Literature DB >> 23250826

Reliably assessing prediction reliability for high dimensional QSAR data.

Jianping Huang1, Xiaohui Fan.   

Abstract

Predictability and prediction reliability are of utmost important to characterize a good Quantitative structure-activity relationships (QSAR) model. However, validation methods are insufficient to guarantee the prediction reliability of QSAR models.

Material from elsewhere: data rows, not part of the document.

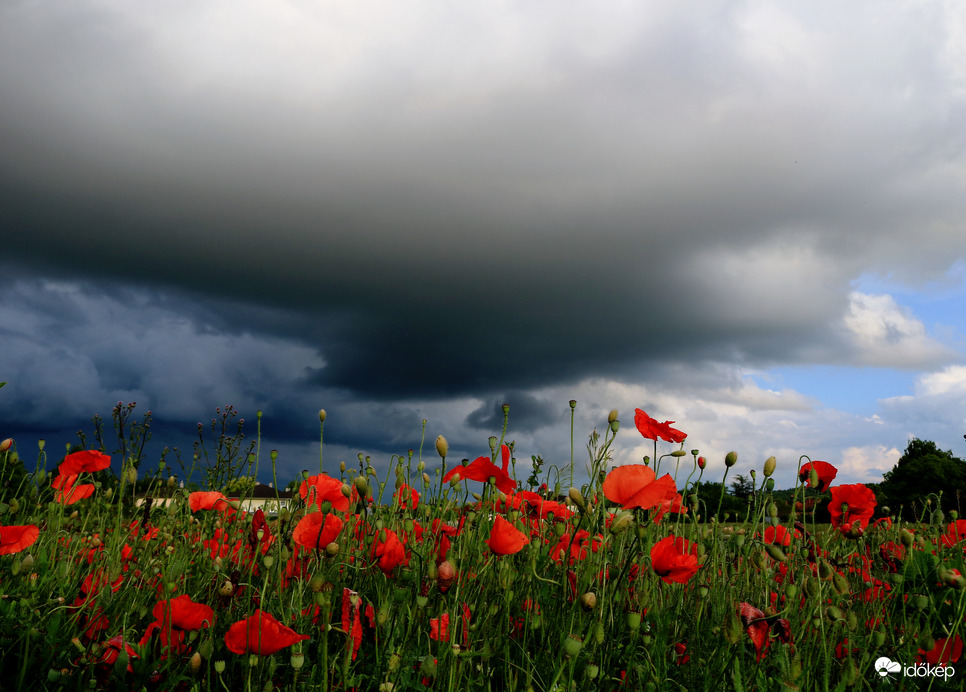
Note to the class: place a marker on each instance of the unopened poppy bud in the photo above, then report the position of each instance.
(577, 498)
(428, 667)
(840, 583)
(770, 464)
(572, 645)
(442, 446)
(621, 522)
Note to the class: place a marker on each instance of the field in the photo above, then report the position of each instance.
(469, 578)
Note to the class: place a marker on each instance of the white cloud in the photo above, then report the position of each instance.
(885, 334)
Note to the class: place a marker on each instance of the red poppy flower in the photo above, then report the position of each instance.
(851, 505)
(482, 469)
(778, 535)
(324, 488)
(13, 539)
(674, 559)
(317, 530)
(68, 492)
(87, 460)
(260, 634)
(757, 627)
(826, 473)
(208, 499)
(505, 538)
(955, 532)
(408, 497)
(651, 429)
(634, 485)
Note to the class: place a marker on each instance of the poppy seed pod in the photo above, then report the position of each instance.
(572, 645)
(770, 464)
(442, 446)
(577, 498)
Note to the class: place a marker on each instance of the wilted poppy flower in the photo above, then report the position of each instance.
(850, 505)
(826, 473)
(324, 488)
(757, 626)
(674, 559)
(68, 491)
(651, 429)
(505, 538)
(317, 530)
(260, 634)
(634, 485)
(208, 499)
(84, 461)
(13, 539)
(482, 470)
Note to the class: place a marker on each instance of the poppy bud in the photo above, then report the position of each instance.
(442, 446)
(572, 645)
(577, 498)
(621, 522)
(770, 464)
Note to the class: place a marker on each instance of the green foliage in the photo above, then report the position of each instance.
(921, 471)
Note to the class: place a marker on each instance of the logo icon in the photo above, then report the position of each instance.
(886, 666)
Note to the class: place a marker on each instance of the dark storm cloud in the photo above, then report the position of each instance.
(367, 205)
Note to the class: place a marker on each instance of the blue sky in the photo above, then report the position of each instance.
(742, 216)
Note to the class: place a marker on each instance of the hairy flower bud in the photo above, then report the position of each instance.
(770, 464)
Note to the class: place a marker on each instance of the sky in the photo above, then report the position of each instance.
(745, 217)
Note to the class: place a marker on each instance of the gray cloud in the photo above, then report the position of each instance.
(386, 207)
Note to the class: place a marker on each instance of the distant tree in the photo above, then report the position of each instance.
(709, 495)
(923, 469)
(742, 487)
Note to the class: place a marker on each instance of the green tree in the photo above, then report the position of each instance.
(923, 470)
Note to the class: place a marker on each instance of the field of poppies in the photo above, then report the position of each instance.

Moreover, high dimensional samples also pose great challenge to traditional methods in terms of predictive power. Therefore, this study presents a predictive classifier (i.e., TreeEC) that can assess prediction reliability with high confidence, especially for facing high dimensional QSAR data. Two approaches for assessing prediction reliability are provided, i.e., applicability domain and prediction confidence. We demonstrate that the applicability domain has difficulty to guarantee the models' prediction reliability, where samples intensively close to the domain center are often poor predicted than those outside the domain. Instead, prediction confidence is more promising for assessing prediction reliability. Based on a large data set assessed by prediction confidence, external samples assessed with high confidence greater than 95 % can be reliably predicted with an accuracy of 94 %, in contrast to the average accuracy of 84 %. We also illustrate that TreeEC are less affected by high dimensionality than other popular methods according to 11 public data sets. A free version of TreeEC with a user-friendly interface can also be downloading from website http://pharminfo.zju.edu.cn/computation/TreeEC/TreeEC.html.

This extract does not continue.